I haven't been disappointed with the average size fish I've been catching that last couple years. Seem to be pretty normal to me. I don't fish the east side at all though.


----------



## GRUNDY (Jun 18, 2005)

All last spring and part of this winter the majority of my steelhead have weighed 8-10lbs. There are 3 of maybe 15 total that I can think of that did not make 8lbs, but they were not wanting for food...
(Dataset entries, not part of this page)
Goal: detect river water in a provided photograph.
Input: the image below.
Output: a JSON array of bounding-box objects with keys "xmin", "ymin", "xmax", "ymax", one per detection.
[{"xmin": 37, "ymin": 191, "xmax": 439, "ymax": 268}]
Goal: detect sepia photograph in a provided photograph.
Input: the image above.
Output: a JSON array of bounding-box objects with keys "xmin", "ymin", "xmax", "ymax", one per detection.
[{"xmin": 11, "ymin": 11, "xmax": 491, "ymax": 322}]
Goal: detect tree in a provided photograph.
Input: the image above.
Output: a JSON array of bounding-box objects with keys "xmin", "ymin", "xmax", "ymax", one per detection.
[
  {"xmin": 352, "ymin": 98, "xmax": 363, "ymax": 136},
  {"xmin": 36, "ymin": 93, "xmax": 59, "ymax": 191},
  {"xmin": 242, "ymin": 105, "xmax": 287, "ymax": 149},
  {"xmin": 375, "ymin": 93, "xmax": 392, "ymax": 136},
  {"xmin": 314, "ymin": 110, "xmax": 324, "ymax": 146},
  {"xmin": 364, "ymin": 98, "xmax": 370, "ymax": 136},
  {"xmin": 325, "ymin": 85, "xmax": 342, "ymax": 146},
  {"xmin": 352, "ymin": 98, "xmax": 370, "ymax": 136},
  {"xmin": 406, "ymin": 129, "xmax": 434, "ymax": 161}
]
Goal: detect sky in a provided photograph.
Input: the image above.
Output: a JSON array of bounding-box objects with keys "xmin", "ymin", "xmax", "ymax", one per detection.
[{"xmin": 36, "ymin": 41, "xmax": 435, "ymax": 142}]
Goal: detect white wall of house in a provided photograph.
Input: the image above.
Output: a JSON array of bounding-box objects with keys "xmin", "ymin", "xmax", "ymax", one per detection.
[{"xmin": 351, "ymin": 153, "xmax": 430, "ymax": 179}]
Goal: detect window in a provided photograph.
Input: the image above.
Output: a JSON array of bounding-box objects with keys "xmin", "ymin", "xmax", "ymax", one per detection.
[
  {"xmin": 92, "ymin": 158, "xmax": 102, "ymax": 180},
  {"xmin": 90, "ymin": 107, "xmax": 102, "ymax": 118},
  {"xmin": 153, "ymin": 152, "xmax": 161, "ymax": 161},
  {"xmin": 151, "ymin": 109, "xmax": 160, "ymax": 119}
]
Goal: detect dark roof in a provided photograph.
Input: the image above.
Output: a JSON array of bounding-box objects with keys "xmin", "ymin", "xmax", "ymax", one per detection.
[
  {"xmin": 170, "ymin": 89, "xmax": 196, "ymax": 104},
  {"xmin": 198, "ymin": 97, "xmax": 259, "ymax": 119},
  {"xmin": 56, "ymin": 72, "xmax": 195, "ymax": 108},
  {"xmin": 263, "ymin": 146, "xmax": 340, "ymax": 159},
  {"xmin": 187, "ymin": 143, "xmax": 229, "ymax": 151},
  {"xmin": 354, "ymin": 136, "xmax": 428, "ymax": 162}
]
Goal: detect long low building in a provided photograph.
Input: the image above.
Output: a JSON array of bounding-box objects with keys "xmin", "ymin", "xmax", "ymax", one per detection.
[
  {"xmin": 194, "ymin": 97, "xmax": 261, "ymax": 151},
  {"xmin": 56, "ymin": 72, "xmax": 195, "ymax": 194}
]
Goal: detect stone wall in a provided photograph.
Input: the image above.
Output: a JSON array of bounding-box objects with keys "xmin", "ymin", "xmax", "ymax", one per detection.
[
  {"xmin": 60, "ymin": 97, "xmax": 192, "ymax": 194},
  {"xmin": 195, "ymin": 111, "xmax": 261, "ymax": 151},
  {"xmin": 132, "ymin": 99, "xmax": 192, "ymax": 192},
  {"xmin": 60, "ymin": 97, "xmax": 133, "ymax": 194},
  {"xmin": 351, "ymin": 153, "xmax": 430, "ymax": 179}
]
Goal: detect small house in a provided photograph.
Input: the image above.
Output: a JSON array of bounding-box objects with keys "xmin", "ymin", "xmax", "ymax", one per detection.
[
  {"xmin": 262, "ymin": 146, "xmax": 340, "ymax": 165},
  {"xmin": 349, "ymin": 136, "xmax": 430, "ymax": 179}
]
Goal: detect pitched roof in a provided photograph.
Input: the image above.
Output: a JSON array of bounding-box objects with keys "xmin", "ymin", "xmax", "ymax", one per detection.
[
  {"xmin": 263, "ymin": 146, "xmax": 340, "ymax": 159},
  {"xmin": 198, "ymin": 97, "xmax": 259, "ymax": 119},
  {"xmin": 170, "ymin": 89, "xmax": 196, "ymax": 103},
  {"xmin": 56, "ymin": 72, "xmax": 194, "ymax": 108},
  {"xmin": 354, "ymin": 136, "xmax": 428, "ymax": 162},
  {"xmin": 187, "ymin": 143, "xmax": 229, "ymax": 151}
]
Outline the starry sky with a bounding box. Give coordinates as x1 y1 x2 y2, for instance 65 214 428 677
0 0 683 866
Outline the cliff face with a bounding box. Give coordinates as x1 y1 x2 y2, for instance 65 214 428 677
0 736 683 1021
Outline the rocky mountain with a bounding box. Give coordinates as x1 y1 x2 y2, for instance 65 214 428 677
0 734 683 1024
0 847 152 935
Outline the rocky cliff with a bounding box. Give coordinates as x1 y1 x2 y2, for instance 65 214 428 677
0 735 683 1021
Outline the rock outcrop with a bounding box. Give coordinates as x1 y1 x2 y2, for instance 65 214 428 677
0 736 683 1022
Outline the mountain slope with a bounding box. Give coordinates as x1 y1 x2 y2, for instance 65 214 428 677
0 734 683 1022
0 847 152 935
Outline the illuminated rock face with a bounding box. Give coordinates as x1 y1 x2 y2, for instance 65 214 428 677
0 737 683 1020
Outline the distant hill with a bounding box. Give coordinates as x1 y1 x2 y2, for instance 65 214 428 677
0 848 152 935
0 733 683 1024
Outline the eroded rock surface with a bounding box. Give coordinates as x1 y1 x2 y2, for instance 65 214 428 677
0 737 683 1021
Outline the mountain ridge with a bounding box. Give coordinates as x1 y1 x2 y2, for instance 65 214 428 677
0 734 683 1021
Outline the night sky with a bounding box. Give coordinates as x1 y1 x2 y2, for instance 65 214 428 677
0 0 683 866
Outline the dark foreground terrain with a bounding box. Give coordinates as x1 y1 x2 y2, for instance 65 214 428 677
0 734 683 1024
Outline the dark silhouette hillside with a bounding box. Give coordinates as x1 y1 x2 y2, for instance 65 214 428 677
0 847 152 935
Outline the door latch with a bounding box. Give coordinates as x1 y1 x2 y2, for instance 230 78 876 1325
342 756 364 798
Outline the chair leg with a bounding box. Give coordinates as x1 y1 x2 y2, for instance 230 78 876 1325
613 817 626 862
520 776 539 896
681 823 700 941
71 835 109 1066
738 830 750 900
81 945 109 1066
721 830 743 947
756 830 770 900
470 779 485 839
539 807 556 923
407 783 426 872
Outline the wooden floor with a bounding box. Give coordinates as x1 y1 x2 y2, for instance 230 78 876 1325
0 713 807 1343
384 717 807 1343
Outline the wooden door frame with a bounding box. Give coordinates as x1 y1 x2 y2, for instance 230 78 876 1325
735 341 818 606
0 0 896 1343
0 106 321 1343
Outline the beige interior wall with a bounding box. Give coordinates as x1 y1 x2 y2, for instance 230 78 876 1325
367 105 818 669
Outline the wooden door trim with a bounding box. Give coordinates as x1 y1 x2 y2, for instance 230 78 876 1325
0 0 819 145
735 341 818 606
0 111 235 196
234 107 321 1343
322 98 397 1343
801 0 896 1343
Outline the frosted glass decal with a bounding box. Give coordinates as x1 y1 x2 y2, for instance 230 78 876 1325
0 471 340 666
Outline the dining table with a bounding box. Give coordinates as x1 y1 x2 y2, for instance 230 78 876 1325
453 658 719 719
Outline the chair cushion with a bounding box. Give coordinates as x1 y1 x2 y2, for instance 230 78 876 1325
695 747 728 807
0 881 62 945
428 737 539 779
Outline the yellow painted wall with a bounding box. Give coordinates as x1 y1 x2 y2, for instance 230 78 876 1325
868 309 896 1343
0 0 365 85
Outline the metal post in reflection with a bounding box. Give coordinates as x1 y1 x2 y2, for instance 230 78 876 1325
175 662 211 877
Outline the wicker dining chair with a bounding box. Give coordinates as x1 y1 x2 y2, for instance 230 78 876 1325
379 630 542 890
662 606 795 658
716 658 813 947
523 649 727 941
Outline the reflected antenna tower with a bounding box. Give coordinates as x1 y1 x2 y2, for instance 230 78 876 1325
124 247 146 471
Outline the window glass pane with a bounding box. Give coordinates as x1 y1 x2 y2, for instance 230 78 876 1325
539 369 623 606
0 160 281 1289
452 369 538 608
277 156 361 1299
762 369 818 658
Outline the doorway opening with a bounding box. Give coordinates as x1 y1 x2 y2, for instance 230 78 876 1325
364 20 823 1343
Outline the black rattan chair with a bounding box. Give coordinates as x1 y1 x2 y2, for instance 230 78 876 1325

I'm not convinced the food chain in Lk.MI is as bad as some claim. My cousin runs a charter out of Holland. Had to run a laker program all summer to keep clients on fish. He claims they were puking up their share of alewives...

Regards,

B


----------



## Robert Holmes (Oct 13, 2008)

You are right multispecies about the north not having as many boats targeting trout and salmon this is a factor that I did not consider. They are pretty safe up here giving them a longer lifespan allowing them to get bigger. It is also much further from boat launches St Ignace to Manistique is 78 miles. On the SW side there are probably 20+ launch sites in that distance. I don't know about Manistique but St Ignace probably has 5 boats per day fishing. Mackinaw City is about the same. Not much fishing pressure the same reason that the DNR does not plant many Steelhead up here. Most of our fish 99 to 1 are wild fish even the DNR census takers I know say that they never see a tagged steelhead. The last fin clipped steelhead that I caught was about 5 years ago. Less fishing pressure, and plenty of food is going to produce bigger fish.


----------



## Robert Holmes (Oct 13, 2008)

I do fish out of South Haven once in awhile. The salmon in opinion are not that big 7 to 11 pounds is about average. Once in awhile you get one over 15 not too common though. We have caught some nice steelhead in close in the spring. We usually do not have any problem catching lots of fish. That is why I have no problem driving 6 hours to go fishing there.


----------